HR = hazard ratio; CI = confidence interval; NYHA = New York Heart Association; DM = diabetes mellitus; IHD = ischemic heart disease; RAAS = renin-angiotensin-aldosterone system; MRA = mineralocorticoid receptor antagonist; LVEF = left ventricular ejection fraction; LA = left atrial; RVGLS = right ventricular global longitudinal strain; PASP = pulmonary arterial systolic pressure.

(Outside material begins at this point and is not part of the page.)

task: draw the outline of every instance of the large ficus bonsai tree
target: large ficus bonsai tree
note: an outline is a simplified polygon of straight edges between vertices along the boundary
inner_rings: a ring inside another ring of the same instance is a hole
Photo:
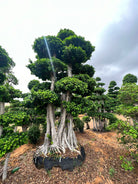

In the receiver operating curve analysis, the optimal threshold value for the RVGLS/PASP ratio in predicting all-cause mortality was determined to be 0.32 (p<0.001). In the group with an RVGLS/PASP ratio of ≤0.32, a higher proportion of males was observed (p=0.006), and the mean age was lower (p=0.020). Furthermore, this group exhibited increased LV dimensions and volumes, an increased LA diameter, and a higher mitral E/E′ ratio. The RVGLS was significantly lower (p<0.001), the PASP was significantly higher (p<0.001), and the percentage of patients with HFrEF was higher (p<0.001) than in the rest of the cohort (Table 1).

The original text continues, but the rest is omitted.